Author: Hayward, Steven; and Nelson, Peter
Some observers suggest that the United States can source 100 percent of its electricity from renewable sources by the year 2050, and can easily replace not only coal but also nuclear power plants and even natural gas plants with renewable energy alone. The most frequently cited analysis in support of this proposition comes from Stanford University’s Mark Jacobson, who has published a series of papers that purport to establish the feasibility of 100 percent renewable power. This is the kind of work that generates enthusiastic headlines and news stories, and becomes a rote talking point for environmental advocacy and special interest lobbies. A closer look shows the superficiality of this claim. Twenty-one prominent academic energy experts, all of whom generally support renewable energy, recently published (doi: 10.1073/pnas.1610381114) a harsh critique of Jacobson’s influential work in the Proceedings of the National Academy of Sciences, concluding that:
‘[Jacobson’s] work used invalid modeling tools, contained modeling errors, and made implausible and inadequately supported assumptions. Policy makers should treat with caution any visions of a rapid, reliable, and low-cost transition to entire energy systems that relies almost exclusively on wind, solar, and hydroelectric power. … If one reaches a new conclusion by not addressing factors considered by others, making a large set of unsupported assumptions, using simpler models that do not consider important features, and then performing an analysis that contains critical mistakes, the anomalous conclusion cannot be heralded as a new discovery. The conclusions reached by the study about the performance and cost of a system of “100% penetration of intermittent wind, water and solar for all purposes” are not supported by adequate and realistic analysis and do not provide a reliable guide to whether and at what cost such a transition might be achieved. … A policy prescription that overpromises on the benefits of relying on a narrower portfolio of technologies options could be counterproductive.’

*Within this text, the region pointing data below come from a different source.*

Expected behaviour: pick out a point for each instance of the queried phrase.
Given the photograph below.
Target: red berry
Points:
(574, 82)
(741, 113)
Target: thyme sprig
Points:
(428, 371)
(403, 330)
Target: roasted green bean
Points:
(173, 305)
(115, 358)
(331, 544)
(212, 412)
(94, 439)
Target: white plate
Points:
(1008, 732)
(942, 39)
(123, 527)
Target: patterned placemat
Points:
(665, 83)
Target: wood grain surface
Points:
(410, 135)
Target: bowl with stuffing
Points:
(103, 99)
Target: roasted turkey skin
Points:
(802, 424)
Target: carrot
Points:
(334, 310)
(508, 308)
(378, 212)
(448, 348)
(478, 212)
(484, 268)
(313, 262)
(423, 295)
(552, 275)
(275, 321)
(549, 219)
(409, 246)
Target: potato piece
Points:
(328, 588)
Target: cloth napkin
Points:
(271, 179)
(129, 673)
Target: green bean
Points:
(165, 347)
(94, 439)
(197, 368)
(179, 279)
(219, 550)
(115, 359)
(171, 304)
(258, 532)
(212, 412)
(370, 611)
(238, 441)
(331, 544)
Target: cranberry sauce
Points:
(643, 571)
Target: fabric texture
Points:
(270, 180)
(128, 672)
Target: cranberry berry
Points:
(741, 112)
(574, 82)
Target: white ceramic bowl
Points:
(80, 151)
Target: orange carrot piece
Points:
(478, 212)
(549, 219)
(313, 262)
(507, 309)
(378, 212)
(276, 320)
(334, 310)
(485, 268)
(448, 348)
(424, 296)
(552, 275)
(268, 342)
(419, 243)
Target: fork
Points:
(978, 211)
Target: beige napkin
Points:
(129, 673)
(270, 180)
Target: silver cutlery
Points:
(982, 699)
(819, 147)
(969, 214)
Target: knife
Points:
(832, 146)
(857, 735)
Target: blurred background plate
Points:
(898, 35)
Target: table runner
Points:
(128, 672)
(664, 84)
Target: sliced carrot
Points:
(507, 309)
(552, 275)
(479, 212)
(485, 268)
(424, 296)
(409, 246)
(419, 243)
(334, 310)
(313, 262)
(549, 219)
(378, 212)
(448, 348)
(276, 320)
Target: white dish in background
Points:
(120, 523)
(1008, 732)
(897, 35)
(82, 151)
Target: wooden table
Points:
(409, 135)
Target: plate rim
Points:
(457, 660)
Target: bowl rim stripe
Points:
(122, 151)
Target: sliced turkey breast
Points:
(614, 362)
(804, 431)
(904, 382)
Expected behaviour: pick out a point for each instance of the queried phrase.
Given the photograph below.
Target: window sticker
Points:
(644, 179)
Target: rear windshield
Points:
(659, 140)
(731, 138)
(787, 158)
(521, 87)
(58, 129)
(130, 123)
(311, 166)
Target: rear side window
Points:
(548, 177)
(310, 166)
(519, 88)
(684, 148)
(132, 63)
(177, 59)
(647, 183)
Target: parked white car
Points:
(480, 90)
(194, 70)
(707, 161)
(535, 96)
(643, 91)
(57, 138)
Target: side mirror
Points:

How much more expensive and counterproductive? A recent study (doi: 10.1016/j.tej.2016.03.001) in The Electricity Journal of decarbonization through reliance on renewables in Germany, California, and Wisconsin (a state closely analogous to Minnesota in many ways) would require an investment in wind and solar power much larger than in conventional energy supplies, chiefly because the intermittency of the wind and solar power would require massive amounts of surplus capacity. A power mix in Wisconsin that retained nuclear and natural gas electricity would achieve a 15 percent greater reduction in greenhouse gas emissions than a system with 80 percent wind and solar power, and at less than half the cost. As Brick and Thernstrom note:
‘[T]he intermittency of wind and solar PV [photovoltaics] means that systems that are heavily reliant on them must be significantly larger than conventional systems; this increases their cost and capital requirements dramatically. … Efforts to promote an all- (or nearly all-) renewables future are, in effect, a commitment to building the largest electric power system possible. It might be better to start from the presumption that the smallest power system that meets our needs is likely to be the most efficient, and have the least social and environmental impact.’
The study does not attempt to estimate the land area requirements for such an extensive renewable energy system, but given the examples contained in Figure 14, they are likely to be substantial. Minnesota’s government ought to do a credible estimate of future land area needs for its renewable targets.